The intersection of Fountain Ave. and Vine Street in Hollywood once had a corner of madness. Its southeast quadrant was occupied by an institution called The Hollywood Ranch Market. A grimy sign atop the sprawling complex claimed: WE NEVER CLOSE. The clock hands always ran backwards at high speed. For 24 hours a day, seven days a week, the Ranch Market dispensed everything from rutabagas, roach powder, and bobby pins to booze, hot dogs, tacos, and cassettes tapes. They even sold flocked Christmas trees and tender turkey legs for a buck.
Photo courtesy of Nick Faitos
It wasn’t unusual to see personalities like Frank Sinatra, Ava Garnder, or Red Skelton at the Hollywood Ranch Market’s snack bar. Kim Novak could be seen shopping there twice a week when she lived at the Studio Club in 1955, and Orson Welles in his beat-up hoarder car was a regular.
It was a real eclectic mix of new and old Hollywood. One of the last photos of James Dean was taken across the street on that fateful afternoon in 1955. He had stopped in earlier for coffee and donuts before driving up to Northern California.
You can see the Hollywood Ranch Market in the distance.

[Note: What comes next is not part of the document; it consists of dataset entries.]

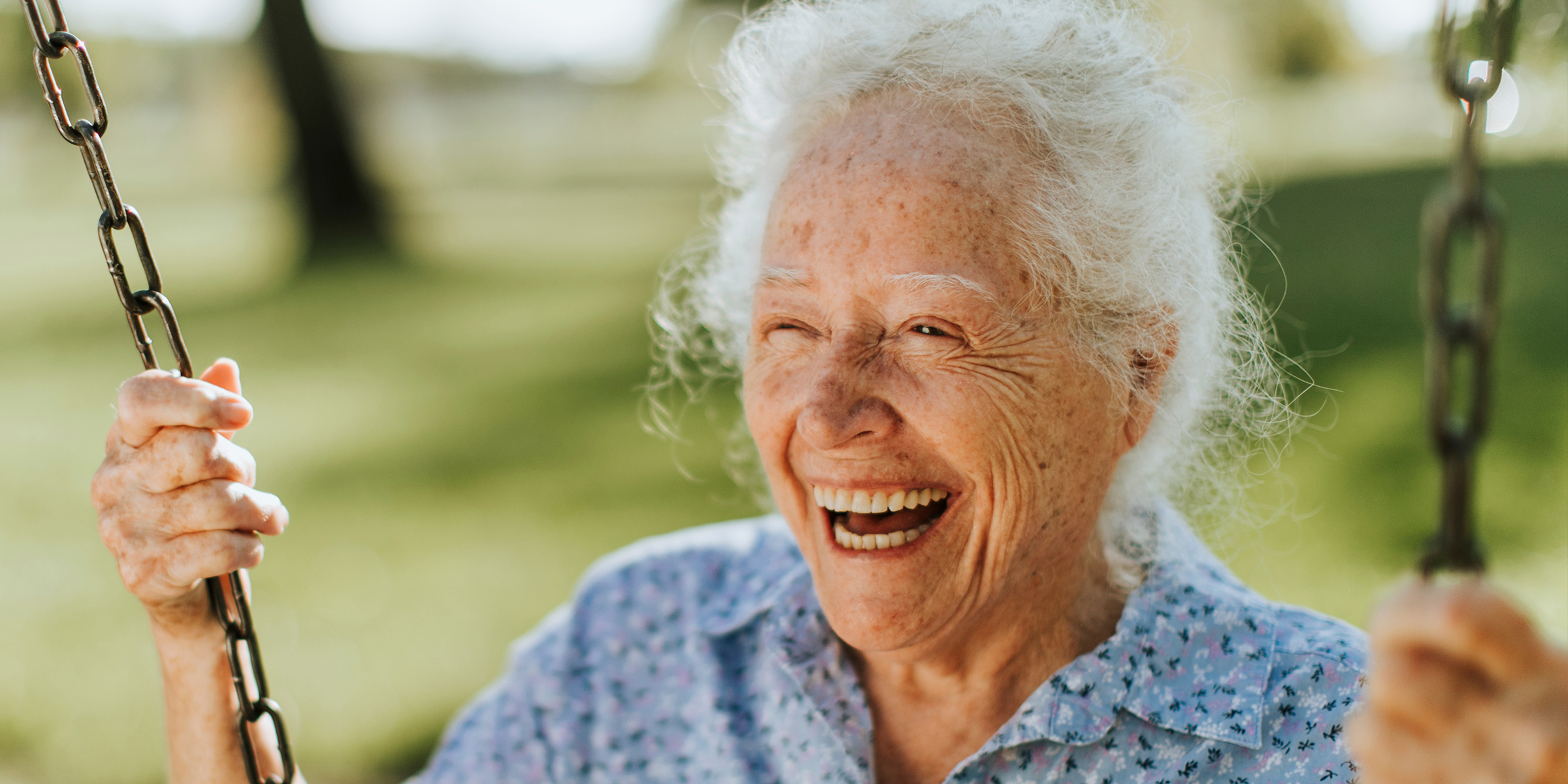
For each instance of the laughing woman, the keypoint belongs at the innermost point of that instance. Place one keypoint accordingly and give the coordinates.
(976, 280)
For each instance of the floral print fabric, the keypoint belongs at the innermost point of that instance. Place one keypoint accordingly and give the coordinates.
(704, 657)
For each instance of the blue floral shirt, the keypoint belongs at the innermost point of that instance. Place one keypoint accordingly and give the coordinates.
(703, 656)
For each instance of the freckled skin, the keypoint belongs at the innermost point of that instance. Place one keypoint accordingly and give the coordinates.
(845, 389)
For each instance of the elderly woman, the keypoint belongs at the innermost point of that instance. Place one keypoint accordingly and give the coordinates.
(976, 278)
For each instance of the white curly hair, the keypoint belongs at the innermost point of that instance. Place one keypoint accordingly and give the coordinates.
(1126, 226)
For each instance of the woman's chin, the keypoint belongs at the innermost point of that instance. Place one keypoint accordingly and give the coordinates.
(883, 618)
(883, 604)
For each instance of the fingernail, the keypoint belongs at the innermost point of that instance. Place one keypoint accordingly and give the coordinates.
(236, 412)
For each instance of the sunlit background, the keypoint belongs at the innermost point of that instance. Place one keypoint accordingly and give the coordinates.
(457, 430)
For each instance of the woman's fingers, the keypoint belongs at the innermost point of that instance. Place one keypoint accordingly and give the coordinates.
(1424, 689)
(174, 496)
(1462, 691)
(1468, 623)
(176, 568)
(178, 457)
(223, 374)
(154, 400)
(169, 542)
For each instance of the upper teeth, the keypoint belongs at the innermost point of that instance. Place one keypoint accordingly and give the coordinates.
(863, 502)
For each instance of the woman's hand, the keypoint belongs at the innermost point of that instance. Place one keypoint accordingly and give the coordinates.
(174, 496)
(1462, 691)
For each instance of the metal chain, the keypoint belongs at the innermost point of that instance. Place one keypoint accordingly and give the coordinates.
(228, 595)
(1463, 206)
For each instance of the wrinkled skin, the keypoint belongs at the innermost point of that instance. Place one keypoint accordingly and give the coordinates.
(863, 375)
(176, 502)
(1462, 692)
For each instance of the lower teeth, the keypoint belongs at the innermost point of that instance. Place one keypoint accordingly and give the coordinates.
(875, 542)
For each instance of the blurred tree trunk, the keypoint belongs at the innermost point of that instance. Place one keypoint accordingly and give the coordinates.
(342, 209)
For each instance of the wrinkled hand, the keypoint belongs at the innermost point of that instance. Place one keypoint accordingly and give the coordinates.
(1462, 691)
(174, 496)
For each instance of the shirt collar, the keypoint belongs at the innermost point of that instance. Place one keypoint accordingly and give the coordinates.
(1190, 653)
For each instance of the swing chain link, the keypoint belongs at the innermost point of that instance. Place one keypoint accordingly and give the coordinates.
(1463, 206)
(228, 595)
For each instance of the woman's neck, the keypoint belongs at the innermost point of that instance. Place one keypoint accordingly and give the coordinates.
(938, 702)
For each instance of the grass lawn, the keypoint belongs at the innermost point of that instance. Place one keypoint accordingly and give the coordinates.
(459, 444)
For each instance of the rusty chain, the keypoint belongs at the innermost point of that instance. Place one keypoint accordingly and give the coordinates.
(228, 595)
(1457, 208)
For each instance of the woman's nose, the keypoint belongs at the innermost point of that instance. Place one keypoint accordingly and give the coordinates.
(843, 408)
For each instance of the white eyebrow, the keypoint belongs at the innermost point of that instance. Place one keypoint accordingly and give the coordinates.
(783, 276)
(941, 283)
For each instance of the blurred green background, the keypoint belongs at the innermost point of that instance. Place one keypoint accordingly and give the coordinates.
(459, 435)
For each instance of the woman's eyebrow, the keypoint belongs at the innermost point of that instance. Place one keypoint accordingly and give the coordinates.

At night, it was more than a dispensary for your hedonistic craving…it was the Oasis to insomniacs and other nocturnal creatures of Hollywood — including, presumably, vampires and out of work actors in-between gigs. There was a hotel across the way for struggling actors. The Hollywood Ranch Market was one of the few places where a person could cash a check in the middle of night. It had metal turnstiles, pinball machines, but no doors. The swarm of fruit flies hovering over the produce section was epic. The customers looked like rejects from novels by Nathanael West, Raymond Chandler and Ross MacDonald, or extras in “Adam-12”. It was normal to see gals in their robes buying cigs from the machines, and teenagers scoring fake IDs. Some have even claimed that their funky 4AM snack bar saved their lives. Altogether, it was an odd scene, that island in the night. It was seedy, but it was glorious. A collection of eccentrics like nowhere else. You can practically smell the smog and car fumes coming out of these images.
The Villa Elaine Apartments in Los Angeles, home to Man Ray, Frank Sinatra, Orson Welles and many more. (Still there!)

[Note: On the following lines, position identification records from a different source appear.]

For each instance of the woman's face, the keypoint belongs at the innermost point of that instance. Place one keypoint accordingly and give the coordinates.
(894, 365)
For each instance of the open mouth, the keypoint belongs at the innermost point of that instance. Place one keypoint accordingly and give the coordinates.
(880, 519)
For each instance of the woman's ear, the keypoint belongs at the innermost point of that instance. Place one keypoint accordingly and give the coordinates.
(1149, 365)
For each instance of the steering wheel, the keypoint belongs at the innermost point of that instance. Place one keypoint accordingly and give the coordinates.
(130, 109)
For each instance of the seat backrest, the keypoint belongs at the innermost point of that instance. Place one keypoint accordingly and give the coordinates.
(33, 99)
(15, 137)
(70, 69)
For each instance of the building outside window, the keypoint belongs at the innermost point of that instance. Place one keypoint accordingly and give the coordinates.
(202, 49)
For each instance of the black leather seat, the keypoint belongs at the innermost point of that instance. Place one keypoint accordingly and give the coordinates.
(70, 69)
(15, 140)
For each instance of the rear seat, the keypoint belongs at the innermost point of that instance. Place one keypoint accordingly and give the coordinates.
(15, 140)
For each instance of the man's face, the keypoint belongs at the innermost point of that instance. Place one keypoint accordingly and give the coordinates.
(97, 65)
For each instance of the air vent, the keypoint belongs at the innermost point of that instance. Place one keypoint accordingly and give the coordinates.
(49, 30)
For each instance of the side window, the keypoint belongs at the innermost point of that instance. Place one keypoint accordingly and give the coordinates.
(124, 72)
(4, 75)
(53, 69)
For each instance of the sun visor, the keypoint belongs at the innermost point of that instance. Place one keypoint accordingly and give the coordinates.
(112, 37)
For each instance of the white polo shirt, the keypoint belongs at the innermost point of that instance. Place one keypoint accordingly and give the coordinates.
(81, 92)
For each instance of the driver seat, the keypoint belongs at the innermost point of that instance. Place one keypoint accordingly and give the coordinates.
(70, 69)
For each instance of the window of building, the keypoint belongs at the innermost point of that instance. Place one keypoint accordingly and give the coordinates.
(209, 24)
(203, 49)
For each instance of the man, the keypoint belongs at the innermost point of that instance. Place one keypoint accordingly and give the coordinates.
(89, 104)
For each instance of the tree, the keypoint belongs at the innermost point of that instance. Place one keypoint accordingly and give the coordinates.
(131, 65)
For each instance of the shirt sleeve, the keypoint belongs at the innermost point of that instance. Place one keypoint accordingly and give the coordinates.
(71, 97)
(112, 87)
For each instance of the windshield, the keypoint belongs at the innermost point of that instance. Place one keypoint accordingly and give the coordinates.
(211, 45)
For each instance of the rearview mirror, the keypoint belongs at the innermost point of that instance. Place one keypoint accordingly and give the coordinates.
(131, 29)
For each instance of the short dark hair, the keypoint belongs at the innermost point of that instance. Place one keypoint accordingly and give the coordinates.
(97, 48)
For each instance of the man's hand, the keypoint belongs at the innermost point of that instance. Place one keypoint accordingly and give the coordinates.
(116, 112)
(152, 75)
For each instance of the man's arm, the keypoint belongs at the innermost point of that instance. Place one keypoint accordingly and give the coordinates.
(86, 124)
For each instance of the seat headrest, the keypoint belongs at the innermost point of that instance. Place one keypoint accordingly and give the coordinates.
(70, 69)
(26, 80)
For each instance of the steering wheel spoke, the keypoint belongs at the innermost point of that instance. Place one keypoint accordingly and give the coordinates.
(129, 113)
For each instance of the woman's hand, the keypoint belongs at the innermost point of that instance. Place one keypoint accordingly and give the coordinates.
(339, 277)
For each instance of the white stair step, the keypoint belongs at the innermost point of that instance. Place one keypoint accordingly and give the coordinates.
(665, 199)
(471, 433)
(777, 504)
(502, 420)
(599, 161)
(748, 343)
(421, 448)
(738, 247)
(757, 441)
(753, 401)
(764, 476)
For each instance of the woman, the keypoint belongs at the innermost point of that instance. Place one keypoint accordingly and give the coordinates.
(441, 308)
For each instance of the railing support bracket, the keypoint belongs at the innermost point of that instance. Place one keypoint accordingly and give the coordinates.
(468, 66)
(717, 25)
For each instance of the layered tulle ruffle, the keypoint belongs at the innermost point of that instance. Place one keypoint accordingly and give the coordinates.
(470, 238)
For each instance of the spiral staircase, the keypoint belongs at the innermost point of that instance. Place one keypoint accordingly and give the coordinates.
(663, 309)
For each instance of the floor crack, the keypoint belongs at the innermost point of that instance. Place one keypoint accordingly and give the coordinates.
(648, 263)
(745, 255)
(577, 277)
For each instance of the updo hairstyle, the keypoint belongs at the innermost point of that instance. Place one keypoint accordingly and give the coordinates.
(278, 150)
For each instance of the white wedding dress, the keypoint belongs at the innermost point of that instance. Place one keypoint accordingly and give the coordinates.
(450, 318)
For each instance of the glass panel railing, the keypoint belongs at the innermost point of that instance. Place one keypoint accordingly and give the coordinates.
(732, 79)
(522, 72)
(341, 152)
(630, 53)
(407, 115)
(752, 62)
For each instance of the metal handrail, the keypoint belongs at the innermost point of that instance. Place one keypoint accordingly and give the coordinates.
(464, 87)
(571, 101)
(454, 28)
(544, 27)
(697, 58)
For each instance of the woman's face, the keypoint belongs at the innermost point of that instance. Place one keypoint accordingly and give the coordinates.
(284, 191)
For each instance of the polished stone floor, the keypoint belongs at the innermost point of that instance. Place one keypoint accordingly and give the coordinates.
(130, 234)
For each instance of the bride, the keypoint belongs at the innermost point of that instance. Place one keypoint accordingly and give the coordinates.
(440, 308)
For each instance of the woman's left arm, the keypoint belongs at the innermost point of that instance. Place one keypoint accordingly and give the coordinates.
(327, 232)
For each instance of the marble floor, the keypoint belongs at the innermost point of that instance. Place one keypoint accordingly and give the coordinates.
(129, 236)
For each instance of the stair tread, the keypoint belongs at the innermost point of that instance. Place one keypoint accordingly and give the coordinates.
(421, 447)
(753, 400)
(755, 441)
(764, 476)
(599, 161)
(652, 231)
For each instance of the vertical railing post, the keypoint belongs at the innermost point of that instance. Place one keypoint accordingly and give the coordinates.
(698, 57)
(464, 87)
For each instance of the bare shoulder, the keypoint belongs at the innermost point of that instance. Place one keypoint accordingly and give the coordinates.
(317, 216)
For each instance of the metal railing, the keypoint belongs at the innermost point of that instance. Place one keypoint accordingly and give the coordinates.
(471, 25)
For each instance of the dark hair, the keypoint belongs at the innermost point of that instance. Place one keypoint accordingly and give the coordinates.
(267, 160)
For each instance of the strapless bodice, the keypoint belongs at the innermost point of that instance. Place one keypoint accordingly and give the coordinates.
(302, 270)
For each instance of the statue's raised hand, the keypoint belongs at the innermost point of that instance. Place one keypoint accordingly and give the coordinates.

The Hollywood Ranch Market was wildly popular with the 1960s youth culture since it was close to the Hullabaloo, The Whisky A Go Go, Gazzari’s, the Sea Witch, Padora’s Box and P.J.’s. Musicians could could usually score a joint from dealers roaming the aisles after midnight. KHJ Disc Jockey, Robert W. Morgan had a tough time saying what he wanted one morning in 1968 implying that the orange juice that he bought at the Ranch Market might have been spiked with LSD. It was comedy gold.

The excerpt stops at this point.